Introduction: Recombinant activated factor VII (rFVIIa) has been used as adjunctive therapy in trauma patients with severe bleeding. However, its pharmacokinetics profile remains unknown.
Methods: In two placebo-controlled studies in patients with blunt and penetrating trauma, the pharmacokinetics of rFVIIa given at an initial dose of 200 microg x kg-1 after transfusion of eight red blood cell units, followed by additional doses of 100 microg x kg-1, one and three hours later, have been studied, based on the FVII coagulant activity assay. Both non-compartment and population pharmacokinetic analyses were performed. A two-compartment, population pharmacokinetic model was used to estimate a population profile for the rFVIIa dosing regimen. Data are population means (percent coefficient of variation (CV)).

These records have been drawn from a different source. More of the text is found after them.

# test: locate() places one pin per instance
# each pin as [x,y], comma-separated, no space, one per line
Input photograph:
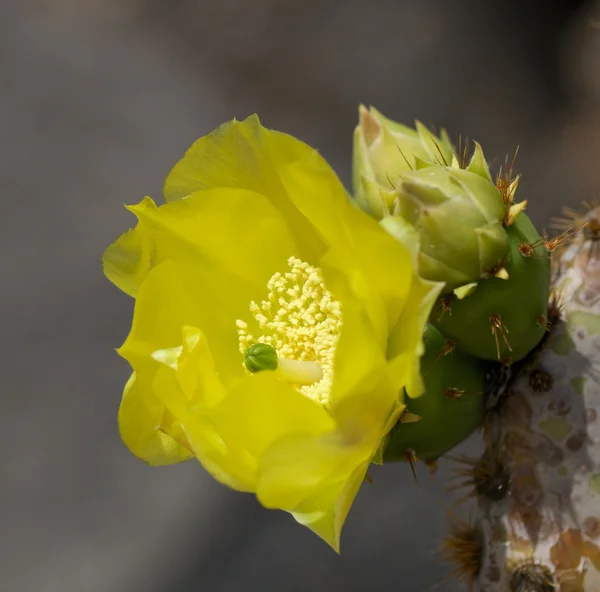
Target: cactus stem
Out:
[540,381]
[454,393]
[513,211]
[526,249]
[499,328]
[463,548]
[387,176]
[408,417]
[448,348]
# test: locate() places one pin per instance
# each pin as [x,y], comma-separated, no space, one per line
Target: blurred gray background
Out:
[98,99]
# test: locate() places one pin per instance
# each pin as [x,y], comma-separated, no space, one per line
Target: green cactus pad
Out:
[446,420]
[503,319]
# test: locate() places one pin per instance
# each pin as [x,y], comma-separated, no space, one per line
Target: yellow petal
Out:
[127,261]
[245,155]
[405,345]
[260,409]
[332,508]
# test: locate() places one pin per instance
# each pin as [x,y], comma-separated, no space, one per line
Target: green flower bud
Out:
[383,151]
[459,217]
[451,408]
[503,319]
[260,356]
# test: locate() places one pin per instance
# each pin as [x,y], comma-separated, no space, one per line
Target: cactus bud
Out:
[260,356]
[503,319]
[459,216]
[383,151]
[451,408]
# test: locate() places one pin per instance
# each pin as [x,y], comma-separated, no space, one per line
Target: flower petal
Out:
[144,422]
[241,155]
[127,261]
[332,508]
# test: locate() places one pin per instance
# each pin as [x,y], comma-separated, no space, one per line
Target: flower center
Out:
[302,322]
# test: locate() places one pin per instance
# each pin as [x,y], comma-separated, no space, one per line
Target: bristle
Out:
[530,576]
[405,159]
[486,476]
[573,217]
[564,237]
[462,152]
[463,548]
[499,328]
[443,161]
[412,459]
[505,178]
[445,305]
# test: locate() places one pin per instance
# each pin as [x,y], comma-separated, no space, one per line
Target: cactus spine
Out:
[544,534]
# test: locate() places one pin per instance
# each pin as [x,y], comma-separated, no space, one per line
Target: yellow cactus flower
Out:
[275,325]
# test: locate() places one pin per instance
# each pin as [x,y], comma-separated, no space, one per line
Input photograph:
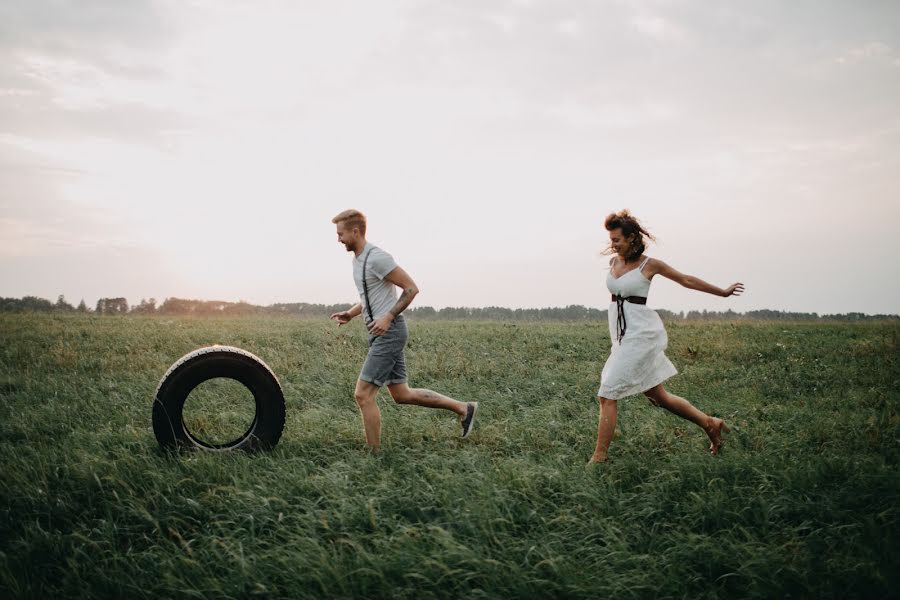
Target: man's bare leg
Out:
[403,394]
[365,395]
[606,426]
[713,426]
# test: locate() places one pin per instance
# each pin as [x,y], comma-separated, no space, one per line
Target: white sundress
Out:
[638,362]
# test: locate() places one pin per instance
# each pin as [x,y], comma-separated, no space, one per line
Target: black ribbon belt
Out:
[620,312]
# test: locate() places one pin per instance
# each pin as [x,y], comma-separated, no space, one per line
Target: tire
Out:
[208,363]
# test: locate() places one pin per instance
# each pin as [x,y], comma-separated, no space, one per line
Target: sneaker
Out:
[469,419]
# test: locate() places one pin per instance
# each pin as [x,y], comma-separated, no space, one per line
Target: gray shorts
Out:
[386,363]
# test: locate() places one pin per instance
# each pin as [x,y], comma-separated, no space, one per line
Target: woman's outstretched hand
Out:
[735,289]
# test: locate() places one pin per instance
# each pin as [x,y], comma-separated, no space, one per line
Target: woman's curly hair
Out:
[630,226]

Results: Based on the two-compartment population model, the estimated pharmacokinetic parameters were: clearance 40 (30% CV) ml x kg-1 x h-1; central volume of distribution 89 (32% CV) ml x kg-1; inter-compartmental clearance 24 ml x kg-1 x h-1; and peripheral compartment volume 31 ml x kg-1. Baseline FVII coagulant activity was estimated at 0.29 (39% CV) U x ml-1, initial half-life was 0.6 (34% CV) hours, and terminal half-life 2.4 (50% CV) hours. High intra- and inter-patient variability was noted in volume of distribution and clearance, which was in part correlated with the transfusion requirements as the single significant covariate. The non-compartmental analysis led to almost identical estimates of key parameters.
Conclusion: A high intra- and inter-patient variability was noted in the volume of distribution and clearance of rFVIIa in trauma patients with severe bleeding, mainly related with the transfusion requirements and thus blood loss and/or bleeding rate.